Sorry, I got distracted for a sec...
Well I'll be a dirty... It took a full reboot and Gnome login, but the .fdi file works like I thought it should (you just can't test changes with a hald restart). So if you add this to the default install (I put it in the generic/ directory, but I think the upstream has a vendor/ dir as well). Just a thought... Any feedback on the security implications?
iirc it reports any partition not already noted in fstab & creates a /media entry for it. If the partitio I'm not sure what security implications this should have, you want to hide partitions or something ? The info is there, hal just makes it easily accessible. As far as your policy goes, who sais /dev/hd{a,b} aren't a cddrive or whatever ?
Well, the default config after an emerge automounts all my disk partitions that aren't in my Gentoo fstab. These partitions are not Gentoo partitions, and I don't want then automounted on my desktop by default. As for the security implications, these other partitions could easily have sensitive data on them, and in many environments that is a big no-no. I wasn't sure what the meaning of the bugzilla security checkbox was, so I guess I should not have checked it (feel free to un-check it :) Back to the original issue, it seems like a non-optimal (dare I say brain-dead) default config; at the very least it's annoying, or it could be even worse. How can we assume everyone wants this behavior? It would be better to assume the standard IDE setup of hda (hard disk) and hdc (cdrom-type drive) and then spit out some advice during emerge. I'd rather not assume anything about sda since that's the default flash drive for typical IDE rigs, and people with real sda/b/c drives tend to know more about their hardware anyway. I never said it was an easy answer, but I can't come up with a better one at this point.
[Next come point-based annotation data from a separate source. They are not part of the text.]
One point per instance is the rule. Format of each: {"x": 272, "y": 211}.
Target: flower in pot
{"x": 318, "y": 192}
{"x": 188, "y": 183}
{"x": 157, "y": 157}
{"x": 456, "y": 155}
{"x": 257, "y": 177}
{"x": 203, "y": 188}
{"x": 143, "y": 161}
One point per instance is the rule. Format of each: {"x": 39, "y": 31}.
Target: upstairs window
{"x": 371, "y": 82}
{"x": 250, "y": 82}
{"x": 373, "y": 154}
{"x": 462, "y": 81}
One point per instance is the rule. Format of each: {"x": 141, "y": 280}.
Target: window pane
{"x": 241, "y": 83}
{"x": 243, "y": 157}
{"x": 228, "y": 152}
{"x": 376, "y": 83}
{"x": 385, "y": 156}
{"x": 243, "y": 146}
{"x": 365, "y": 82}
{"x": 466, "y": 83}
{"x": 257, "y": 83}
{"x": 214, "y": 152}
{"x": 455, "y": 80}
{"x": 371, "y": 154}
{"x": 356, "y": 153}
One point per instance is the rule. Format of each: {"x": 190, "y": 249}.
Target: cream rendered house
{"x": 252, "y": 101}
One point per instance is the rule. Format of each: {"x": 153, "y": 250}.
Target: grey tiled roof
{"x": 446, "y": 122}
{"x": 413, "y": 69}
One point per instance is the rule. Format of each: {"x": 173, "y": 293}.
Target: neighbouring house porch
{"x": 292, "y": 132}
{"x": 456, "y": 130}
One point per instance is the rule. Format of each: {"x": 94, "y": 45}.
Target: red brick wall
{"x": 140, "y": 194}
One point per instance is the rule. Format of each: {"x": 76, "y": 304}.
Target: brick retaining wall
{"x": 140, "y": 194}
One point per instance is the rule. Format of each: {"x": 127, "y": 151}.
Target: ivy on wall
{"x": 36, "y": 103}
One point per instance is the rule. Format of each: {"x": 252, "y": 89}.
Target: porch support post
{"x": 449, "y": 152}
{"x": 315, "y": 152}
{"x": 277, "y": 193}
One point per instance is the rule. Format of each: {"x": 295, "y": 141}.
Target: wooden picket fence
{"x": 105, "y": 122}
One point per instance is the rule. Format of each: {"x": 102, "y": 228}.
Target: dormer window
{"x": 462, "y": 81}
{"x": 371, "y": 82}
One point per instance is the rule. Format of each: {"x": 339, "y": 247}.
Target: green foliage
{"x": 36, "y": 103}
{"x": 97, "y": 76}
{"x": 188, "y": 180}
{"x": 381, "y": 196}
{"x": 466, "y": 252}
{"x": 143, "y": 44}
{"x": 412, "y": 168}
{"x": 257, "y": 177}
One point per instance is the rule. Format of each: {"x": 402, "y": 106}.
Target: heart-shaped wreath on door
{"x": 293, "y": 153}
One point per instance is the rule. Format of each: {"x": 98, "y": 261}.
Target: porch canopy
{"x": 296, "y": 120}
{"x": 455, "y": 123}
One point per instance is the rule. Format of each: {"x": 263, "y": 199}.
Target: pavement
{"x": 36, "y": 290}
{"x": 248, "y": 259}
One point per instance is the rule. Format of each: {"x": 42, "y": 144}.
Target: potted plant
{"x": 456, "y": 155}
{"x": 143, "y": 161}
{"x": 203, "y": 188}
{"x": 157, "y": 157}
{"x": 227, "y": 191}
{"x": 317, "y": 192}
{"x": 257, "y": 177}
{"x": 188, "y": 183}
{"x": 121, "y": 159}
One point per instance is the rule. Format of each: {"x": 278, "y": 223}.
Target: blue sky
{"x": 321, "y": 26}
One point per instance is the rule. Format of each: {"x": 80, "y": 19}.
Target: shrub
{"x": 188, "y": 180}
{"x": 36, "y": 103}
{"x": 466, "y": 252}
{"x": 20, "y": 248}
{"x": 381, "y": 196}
It looks like the new hal has a default storage policy that handles this in: /usr/share/hal/fdi/90defaultpolicy/storage-policy.fdi The very last set of keys merged are: <device> <match key="storage.hotpluggable" bool="false"> <match key="storage.removable" bool="false"> <merge key="storage.policy.should_mount" type="bool">false</merge> </match> </match> </device> So fixed disks should be covered by this.